The next step is to import all required packages for this notebook.

In [None]:
pip install pytest-shutil

In [None]:
import numpy as np
import os
import pathlib
import shutil
import tempfile
from matplotlib import pyplot as plt

In [None]:
# Install some functions from tensorflow_docs - requires GIT to be installed
# Windows
#! C:\Users\<USER>\ml_env\Scripts\activate && python -m pip install git+https://github.com/tensorflow/docs
# Mac OS and Linux
#! . /home/<USER>/workspaces/ml_env/bin/activate && python -m pip install git+https://github.com/tensorflow/docs
# Google Colab
#! python -m pip install git+https://github.com/tensorflow/docs

In [None]:
import tensorflow_docs as tfdocs
import tensorflow_docs.modeling


## Tensors
TensorFlow does have its own data structure for the purpose of performance and ease of use. Tensor is the data structure used in Tensorflow. You can think of a TensorFlow tensor as an n-dimensional array or list.
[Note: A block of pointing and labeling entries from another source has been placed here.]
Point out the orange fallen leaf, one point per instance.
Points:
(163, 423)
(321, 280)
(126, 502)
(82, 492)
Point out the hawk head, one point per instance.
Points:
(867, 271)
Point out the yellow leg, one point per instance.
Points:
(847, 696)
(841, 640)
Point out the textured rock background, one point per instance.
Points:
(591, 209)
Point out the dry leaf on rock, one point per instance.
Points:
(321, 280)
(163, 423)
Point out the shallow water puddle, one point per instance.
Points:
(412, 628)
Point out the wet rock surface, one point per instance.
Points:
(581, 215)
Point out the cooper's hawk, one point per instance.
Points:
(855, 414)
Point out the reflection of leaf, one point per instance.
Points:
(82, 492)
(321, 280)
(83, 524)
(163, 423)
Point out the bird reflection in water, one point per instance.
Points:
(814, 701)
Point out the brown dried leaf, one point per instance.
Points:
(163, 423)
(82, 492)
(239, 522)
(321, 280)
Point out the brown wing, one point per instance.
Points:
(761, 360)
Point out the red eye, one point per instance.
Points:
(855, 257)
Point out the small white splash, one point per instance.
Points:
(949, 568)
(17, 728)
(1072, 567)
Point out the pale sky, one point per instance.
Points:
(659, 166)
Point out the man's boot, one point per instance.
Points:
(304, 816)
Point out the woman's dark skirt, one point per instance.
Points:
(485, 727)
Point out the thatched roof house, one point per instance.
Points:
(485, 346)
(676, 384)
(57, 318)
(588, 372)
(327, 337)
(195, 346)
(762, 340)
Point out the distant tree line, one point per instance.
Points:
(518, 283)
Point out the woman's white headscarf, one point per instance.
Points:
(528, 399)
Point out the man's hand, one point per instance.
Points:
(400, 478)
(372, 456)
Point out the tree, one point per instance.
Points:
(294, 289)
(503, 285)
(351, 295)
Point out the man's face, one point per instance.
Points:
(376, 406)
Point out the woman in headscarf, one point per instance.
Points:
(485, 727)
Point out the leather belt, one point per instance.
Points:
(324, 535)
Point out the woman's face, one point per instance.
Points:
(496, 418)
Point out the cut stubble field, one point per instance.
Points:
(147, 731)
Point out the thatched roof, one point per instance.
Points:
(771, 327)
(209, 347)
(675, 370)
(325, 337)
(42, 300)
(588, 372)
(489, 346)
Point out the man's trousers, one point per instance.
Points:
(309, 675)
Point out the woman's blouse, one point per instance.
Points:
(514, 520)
**Example**: The shape of a tensor can be described with a vector $[ 10000, 256, 256, 3 ]$
* 10,000 images
* Each image has 256 rows
* Each row has 256 pixels
* Each pixel has 3 channels (RGB)

Each tensor has a data type and a shape:  
* **Data Types Include**: float32, int32, string and others.
* **Shape**: Represents the dimension of data.

Just like vectors and matrices tensors can have operations applied to them like addition, subtraction, dot product, cross product etc.

In [None]:
# Creating Tensors
tensor1 = tf.Variable(300, tf.int16)
tensor2 = tf.Variable(2.123, tf.float64)
tensor3 = tf.Variable("Hello World", tf.string)

### Rank and Shape of Tensors
Rank means the number of dimensions involved in the tensor. 

In [None]:
rank_0_tensor = tf.constant(4)
print(rank_0_tensor)

In [None]:
rank_1_tensor = tf.constant([2.0, 3.0, 4.0])
print(rank_1_tensor)

In [None]:
rank_2_tensor = tf.constant([[2, 2],
                             [3, 3],
                             [4, 4]], dtype=tf.float16)
print(rank_2_tensor)

**To determine the rank** of a tensor we can call the following method.

In [None]:
tf.rank(rank_2_tensor)

The shape of a tensor is simply the number of elements that exist in each dimension.

In [None]:
rank_2_tensor.shape

## Using eager execution

When developing deep and complex neural networks, you need to continuously experiment with architectures and data. This proved difficult in TensorFlow 1.0 because you always need to run your code from the beginning to end in order to check whether it worked. TensorFlow 2.x works in eager execution mode as default, which means that you develop and check your code step by step as you progress into your project.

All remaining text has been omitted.